AudioRack might work?

http://www.macupdate.com/info.php/id/14672


----------



## rgsw (Sep 7, 2004)

have a play with garage band i'm sure there must be an option in it sumwhere


----------



## SuperCow (Sep 7, 2004)

The application Play Sound is a simple sound player. Simply drop any sound file onto the application icon, and it will play, no fuss, no muss. It's also fully AppleScriptable, which can be very useful.


----------



## JasonH (Sep 8, 2004)

rgsw said:


> have a play with garage band i'm sure there must be an option in it sumwhere



why would the option be in there?
that doesnt make any sense...
not to mention garage band has way too much overhead for on the fly playback.


----------



## zachlipton (Dec 16, 2004)

I'd take a look at Cricket (http://www.soundcrack.net/cricket/index.html). It's not free ($150 though you might be able to arrange a school discount). It was written by a professional sound designer specifically for theater use. It can handle multiple outputs and fades between them, has a built in equalizer, play up to four tracks at once, and a lot of other goodies. You can also download it and try it for free, the only limitation is that you can't save your show files until you actually purchase it. I've ran entire shows off of an iBook and Cricket, it works really well and makes running cues brain-dead easy (press the space bar on each Go).


----------



## Peter (Dec 17, 2004)

The thing i do to with Windows Media Player 10 to make sure one sound doesnt run into the next is simply create a 30 second or minute wav file of complete silence and put that inbetween my real cues, that way, i have at least 30 seconds to hit the pause or stop button. This also works nicely when you have to playback 1/2 of a conversation with an actor on stage, that way, you can let it just keep running, and hit the next button to jump to the next recorded line. Sure, it's low tech, but it is simple, easy, and it works!


----------



## Nephilim (Dec 17, 2004)

zachlipton said:


> I've ran entire shows off of an iBook and Cricket, it works really well and makes running cues brain-dead easy (press the space bar on each Go).

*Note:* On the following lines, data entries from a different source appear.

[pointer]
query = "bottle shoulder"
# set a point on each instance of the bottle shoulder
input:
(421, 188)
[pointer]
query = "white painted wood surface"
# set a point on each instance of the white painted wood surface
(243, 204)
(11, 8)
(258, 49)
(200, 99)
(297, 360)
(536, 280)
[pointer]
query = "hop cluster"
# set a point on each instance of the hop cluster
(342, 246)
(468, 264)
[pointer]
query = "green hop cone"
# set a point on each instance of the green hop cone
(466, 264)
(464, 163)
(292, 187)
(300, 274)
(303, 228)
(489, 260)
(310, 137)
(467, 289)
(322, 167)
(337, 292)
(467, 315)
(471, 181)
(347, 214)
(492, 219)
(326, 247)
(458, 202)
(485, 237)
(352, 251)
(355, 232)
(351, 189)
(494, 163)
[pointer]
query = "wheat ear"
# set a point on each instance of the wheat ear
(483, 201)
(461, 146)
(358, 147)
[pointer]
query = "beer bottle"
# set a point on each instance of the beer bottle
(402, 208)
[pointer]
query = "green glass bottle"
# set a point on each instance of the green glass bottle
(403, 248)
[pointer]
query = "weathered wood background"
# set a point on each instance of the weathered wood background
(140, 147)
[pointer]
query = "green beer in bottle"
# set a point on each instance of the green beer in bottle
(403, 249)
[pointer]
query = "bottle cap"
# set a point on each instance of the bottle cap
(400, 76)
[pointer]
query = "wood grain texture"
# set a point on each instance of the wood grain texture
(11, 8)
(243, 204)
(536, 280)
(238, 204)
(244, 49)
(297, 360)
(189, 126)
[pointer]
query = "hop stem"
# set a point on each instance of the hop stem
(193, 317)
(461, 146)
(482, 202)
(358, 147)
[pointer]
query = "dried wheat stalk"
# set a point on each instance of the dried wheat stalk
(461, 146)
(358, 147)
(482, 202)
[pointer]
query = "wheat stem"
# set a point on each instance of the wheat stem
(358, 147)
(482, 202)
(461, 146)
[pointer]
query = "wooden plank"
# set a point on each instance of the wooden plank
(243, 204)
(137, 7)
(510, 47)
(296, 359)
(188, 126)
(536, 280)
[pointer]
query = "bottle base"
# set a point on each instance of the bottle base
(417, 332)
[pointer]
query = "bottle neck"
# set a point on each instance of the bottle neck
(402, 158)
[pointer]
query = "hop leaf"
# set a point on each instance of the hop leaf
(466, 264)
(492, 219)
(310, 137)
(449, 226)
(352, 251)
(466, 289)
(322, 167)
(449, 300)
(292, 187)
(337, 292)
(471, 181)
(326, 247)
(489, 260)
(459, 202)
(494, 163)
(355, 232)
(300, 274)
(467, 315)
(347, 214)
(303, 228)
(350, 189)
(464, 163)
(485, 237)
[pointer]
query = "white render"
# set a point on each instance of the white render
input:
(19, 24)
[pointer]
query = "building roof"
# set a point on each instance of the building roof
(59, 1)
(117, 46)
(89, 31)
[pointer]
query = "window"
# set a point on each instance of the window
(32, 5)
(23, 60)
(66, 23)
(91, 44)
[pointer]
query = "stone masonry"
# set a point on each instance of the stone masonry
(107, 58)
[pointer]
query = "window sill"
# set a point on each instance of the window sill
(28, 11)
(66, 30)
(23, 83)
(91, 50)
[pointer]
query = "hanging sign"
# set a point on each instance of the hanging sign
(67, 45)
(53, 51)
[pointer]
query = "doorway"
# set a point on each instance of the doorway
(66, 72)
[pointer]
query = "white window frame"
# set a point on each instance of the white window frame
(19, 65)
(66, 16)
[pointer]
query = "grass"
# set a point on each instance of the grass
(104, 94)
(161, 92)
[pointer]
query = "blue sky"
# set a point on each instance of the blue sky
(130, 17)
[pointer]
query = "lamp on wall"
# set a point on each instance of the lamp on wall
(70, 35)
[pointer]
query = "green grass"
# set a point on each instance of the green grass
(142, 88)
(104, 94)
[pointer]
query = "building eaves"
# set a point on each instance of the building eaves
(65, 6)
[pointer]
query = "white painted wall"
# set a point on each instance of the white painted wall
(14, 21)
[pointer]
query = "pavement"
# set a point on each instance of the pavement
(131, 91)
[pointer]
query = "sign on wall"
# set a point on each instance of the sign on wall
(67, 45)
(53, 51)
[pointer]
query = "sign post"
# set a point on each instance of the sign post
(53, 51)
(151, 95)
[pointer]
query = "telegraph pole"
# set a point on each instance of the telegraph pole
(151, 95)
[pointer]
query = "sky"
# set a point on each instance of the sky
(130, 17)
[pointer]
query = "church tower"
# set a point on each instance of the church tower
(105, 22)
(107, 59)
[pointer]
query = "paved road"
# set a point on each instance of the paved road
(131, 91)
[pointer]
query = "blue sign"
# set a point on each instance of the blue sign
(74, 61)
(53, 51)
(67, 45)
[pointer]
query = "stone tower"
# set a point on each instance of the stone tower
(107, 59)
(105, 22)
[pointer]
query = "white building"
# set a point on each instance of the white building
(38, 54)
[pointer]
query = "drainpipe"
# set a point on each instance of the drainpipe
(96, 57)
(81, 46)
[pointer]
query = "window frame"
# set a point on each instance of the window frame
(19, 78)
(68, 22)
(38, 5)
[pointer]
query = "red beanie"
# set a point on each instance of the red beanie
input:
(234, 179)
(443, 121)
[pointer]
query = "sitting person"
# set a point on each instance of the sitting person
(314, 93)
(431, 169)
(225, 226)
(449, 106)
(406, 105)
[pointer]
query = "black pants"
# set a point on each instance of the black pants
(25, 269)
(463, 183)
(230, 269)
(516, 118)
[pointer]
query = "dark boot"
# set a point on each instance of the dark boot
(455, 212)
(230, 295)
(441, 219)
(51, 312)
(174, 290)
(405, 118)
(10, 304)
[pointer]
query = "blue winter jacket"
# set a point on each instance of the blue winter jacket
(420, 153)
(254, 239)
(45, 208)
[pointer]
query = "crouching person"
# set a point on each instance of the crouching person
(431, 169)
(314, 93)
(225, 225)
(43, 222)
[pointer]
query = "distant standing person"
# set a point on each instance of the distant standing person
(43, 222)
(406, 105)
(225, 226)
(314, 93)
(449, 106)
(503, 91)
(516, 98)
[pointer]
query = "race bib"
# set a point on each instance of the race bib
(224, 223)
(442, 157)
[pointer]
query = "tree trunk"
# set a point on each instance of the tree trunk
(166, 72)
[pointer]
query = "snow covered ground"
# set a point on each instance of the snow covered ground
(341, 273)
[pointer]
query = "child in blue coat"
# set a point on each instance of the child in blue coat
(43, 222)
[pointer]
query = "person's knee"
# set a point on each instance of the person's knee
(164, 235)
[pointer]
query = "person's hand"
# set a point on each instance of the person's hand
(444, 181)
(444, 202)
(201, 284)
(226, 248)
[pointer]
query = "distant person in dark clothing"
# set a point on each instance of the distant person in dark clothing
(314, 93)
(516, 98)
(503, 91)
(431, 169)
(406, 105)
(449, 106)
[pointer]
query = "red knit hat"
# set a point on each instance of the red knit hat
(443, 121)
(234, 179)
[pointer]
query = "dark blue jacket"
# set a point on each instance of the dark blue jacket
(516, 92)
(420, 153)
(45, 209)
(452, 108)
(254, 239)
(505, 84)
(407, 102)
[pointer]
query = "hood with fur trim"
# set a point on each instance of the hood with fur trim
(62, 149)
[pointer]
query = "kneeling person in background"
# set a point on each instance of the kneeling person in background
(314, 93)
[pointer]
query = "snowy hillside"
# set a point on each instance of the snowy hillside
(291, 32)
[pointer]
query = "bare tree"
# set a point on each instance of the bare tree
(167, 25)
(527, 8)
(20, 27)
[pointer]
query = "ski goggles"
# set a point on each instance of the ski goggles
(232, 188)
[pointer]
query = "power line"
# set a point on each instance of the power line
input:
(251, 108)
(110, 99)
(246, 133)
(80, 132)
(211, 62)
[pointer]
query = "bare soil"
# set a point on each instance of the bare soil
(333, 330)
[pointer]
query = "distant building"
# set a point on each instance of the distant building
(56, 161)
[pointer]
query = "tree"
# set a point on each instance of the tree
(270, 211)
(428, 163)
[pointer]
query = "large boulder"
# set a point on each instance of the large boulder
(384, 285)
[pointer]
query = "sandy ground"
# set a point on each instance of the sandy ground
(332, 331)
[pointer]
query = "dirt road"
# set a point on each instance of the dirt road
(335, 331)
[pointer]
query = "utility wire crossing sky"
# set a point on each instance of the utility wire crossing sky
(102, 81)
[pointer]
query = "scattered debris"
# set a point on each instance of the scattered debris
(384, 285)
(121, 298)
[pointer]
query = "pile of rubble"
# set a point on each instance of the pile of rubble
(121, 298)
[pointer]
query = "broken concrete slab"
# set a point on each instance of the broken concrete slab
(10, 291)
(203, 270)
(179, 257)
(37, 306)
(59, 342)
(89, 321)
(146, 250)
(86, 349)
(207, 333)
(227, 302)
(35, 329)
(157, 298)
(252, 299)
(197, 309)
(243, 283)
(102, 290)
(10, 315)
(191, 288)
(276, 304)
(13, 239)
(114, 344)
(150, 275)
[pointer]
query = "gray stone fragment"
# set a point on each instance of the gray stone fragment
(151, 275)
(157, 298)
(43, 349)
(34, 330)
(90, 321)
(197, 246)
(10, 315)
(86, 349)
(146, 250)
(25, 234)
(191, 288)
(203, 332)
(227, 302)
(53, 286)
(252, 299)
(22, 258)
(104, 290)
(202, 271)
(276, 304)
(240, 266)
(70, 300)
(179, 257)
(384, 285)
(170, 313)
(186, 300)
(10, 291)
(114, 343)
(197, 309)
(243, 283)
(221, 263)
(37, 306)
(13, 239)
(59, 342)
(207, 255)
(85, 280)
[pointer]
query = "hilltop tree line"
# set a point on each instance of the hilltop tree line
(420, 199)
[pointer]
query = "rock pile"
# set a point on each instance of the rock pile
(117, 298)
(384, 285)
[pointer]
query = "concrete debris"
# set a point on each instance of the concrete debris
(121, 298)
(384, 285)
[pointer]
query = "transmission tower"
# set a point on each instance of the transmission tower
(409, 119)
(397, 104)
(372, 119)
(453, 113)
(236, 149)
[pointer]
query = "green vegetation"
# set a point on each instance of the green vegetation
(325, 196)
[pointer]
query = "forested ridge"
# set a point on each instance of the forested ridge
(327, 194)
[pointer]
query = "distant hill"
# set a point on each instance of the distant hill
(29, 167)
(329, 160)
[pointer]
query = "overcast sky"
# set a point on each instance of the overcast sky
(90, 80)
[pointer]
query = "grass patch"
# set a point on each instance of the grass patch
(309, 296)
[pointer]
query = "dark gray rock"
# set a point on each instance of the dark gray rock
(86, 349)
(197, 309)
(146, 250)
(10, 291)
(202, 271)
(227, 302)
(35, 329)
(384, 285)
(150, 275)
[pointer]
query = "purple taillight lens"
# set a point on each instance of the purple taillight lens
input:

Wahey! It's Q-Manager, but for OS X. Awesome. Pity there's no free version though.


----------



## zachlipton (Dec 17, 2004)

Nephilim said:


> Pity there's no free version though.



Yeah. Well the guy has to eat somehow. If you can at all afford it, I'd look at it though. It's really made for what you are looking for. At a minimum, you could always try the demo, and if it works for you, figure out how much you can afford and send them an email, explaining how you're a school and can pay this much and would it be possible to do an educational discount. Worth a shot.


----------



## Nephilim (Dec 18, 2004)

zachlipton said:


> explaining how you're a school and can pay this much and would it be possible to do an educational discount. Worth a shot.



Not any more I'm not 

By 'free version' I mean something similar to what Pete Hashagen did with Q-Manager and made a rather limited version (no EQ, no fade cues, no show control, nothing really except 2 channel cued playback) available for free and charged for the fuller-featured versions.


----------